Navigating Cloud Storage with Globus
February 18, 2022 | Greg Nawrocki
I was speaking with a colleague from another institution the other day. We were lamenting the lack of in-person events and actually missing traveling to visit colleagues at their home institutions. While this is certainly one of the major themes of the past two years, another theme that I’ve heard in the course of this new normal of virtual meetings (and the few in-person events, thank you Supercomputing) is mass migration of data between cloud storage platforms, and even between cloud stores and on-prem storage.
There are varying reasons for this mass migration, from security concerns to cost. Regardless of the reason, there are common barriers to success that can make these data transfers difficult.
The simple fact is that while they all have “cloud” in the name, either literally or philosophically, they are different storage systems. While the human interface to these systems is often browser based, the way they operate, and their data transfer workflows can be quite different. They are also not intrinsically designed to communicate with each other. This often necessitates a two-hop transfer, from cloud storage A, down to local storage, and then up to cloud storage B. With the file sizes we deal with in the big data science community, this can be a time-consuming proposition.
Globus has a connector for nearly every popular cloud storage out there. This allows for seamless abstraction of those storage types as a Globus Collection. The real beauty of this solution is that regardless of the storage type, they all look like one thing to the Globus Web App (and the CLI and API as well) and therefore present themselves to the user the same way. No need to fish around for a specific app to connect to that storage or remember how a particular workflow functions, all storage systems are Globus collections and Globus Transfer functions in the way Globus users are familiar with.
When Globus Connect Server is abstracting storage (and if the storage appears as a Globus Collection it would be) the Globus Service (the component a user is interacting with as they use the Globus Web App) will be the orchestrator of the transfer and will initiate a connection directly between the Globus Collections allowing them to communicate and transfer files in a seamless interoperable way. No two-hop transfer, no attempting to match disparate transfer protocols, it just works.
Cloud storage providers often throttle transfers. This can take the form of bandwidth limiting or only allowing a certain amount of data within a specific time period and completely halting the transfer until that time period expires. Depending on the method of transfer, this can mean complete failure or the need to constantly babysit the transfer to ensure success.

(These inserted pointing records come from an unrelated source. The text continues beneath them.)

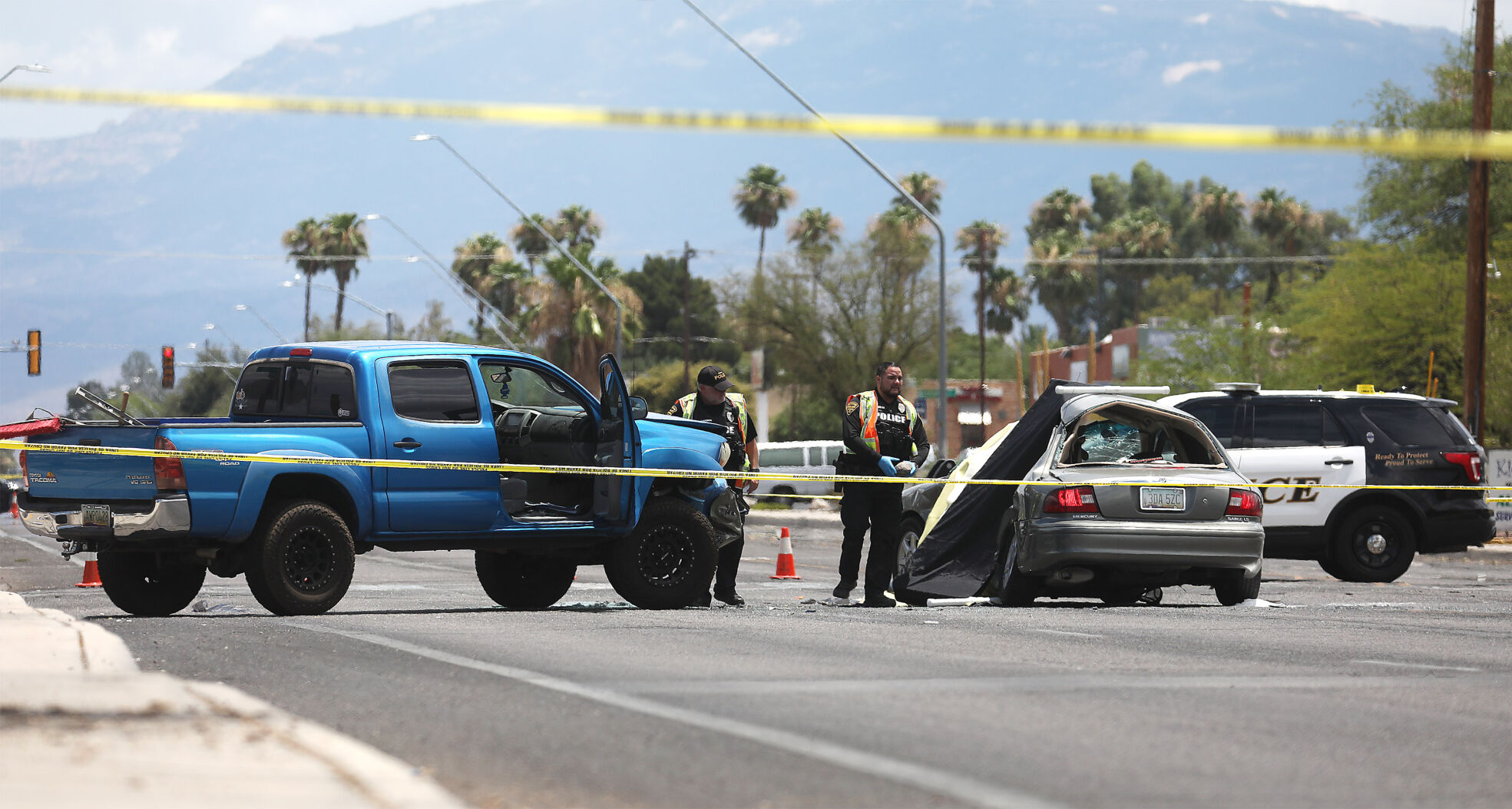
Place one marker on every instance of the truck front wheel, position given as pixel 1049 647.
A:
pixel 521 581
pixel 667 562
pixel 301 560
pixel 147 584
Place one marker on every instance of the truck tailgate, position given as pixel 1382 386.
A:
pixel 88 476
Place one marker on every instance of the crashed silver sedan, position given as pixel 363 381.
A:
pixel 1120 496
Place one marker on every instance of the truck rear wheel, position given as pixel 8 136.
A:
pixel 521 581
pixel 301 560
pixel 667 562
pixel 147 584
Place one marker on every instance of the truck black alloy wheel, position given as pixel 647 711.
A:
pixel 522 581
pixel 667 562
pixel 299 560
pixel 912 529
pixel 1236 589
pixel 141 585
pixel 1373 545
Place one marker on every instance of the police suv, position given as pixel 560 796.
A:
pixel 1305 442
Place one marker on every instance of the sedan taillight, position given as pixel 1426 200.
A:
pixel 1243 504
pixel 170 472
pixel 1077 499
pixel 1470 462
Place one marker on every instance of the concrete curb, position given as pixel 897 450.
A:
pixel 82 726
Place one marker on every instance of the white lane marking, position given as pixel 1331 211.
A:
pixel 908 773
pixel 38 545
pixel 1420 666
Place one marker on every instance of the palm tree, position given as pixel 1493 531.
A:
pixel 304 245
pixel 980 242
pixel 759 200
pixel 1142 234
pixel 486 264
pixel 578 226
pixel 528 240
pixel 925 188
pixel 1220 212
pixel 1282 221
pixel 1065 280
pixel 343 244
pixel 572 317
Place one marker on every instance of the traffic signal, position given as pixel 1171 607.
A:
pixel 168 366
pixel 34 353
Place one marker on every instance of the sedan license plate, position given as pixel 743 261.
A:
pixel 96 515
pixel 1162 499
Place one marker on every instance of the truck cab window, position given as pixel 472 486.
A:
pixel 433 390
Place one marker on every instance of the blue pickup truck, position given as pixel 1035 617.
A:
pixel 159 523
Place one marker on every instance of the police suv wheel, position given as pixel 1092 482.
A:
pixel 521 581
pixel 147 584
pixel 909 540
pixel 299 560
pixel 667 562
pixel 1373 545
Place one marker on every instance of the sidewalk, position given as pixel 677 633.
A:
pixel 81 726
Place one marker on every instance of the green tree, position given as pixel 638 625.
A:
pixel 1143 235
pixel 304 248
pixel 342 244
pixel 759 200
pixel 1411 197
pixel 486 264
pixel 530 242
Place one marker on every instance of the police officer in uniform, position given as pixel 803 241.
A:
pixel 714 403
pixel 883 433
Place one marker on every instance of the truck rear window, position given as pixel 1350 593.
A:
pixel 295 390
pixel 1411 426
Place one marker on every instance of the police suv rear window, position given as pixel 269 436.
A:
pixel 295 390
pixel 1295 424
pixel 1410 426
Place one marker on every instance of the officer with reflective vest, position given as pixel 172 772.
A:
pixel 713 403
pixel 885 437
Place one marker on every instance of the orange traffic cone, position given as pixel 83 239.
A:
pixel 91 572
pixel 785 569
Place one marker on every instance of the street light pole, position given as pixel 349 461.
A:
pixel 460 287
pixel 619 306
pixel 245 307
pixel 388 313
pixel 944 368
pixel 32 68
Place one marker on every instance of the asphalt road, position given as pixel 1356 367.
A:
pixel 1332 695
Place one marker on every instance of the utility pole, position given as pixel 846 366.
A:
pixel 1479 209
pixel 687 320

With Globus the reliability aspects that ensure data integrity such as checksum and restart on failure, while not unique to cloud storage, apply here as well. With the fire-and-forget model, you'll get an email when the transfer successfully completes. Head out to dinner or a movie and let Globus be your big data babysitter.
When it comes to data migration between cloud stores en-masse, sit back and relax, let Globus do the flying. We may not be earning those frequent flier miles these days, but at least our data can.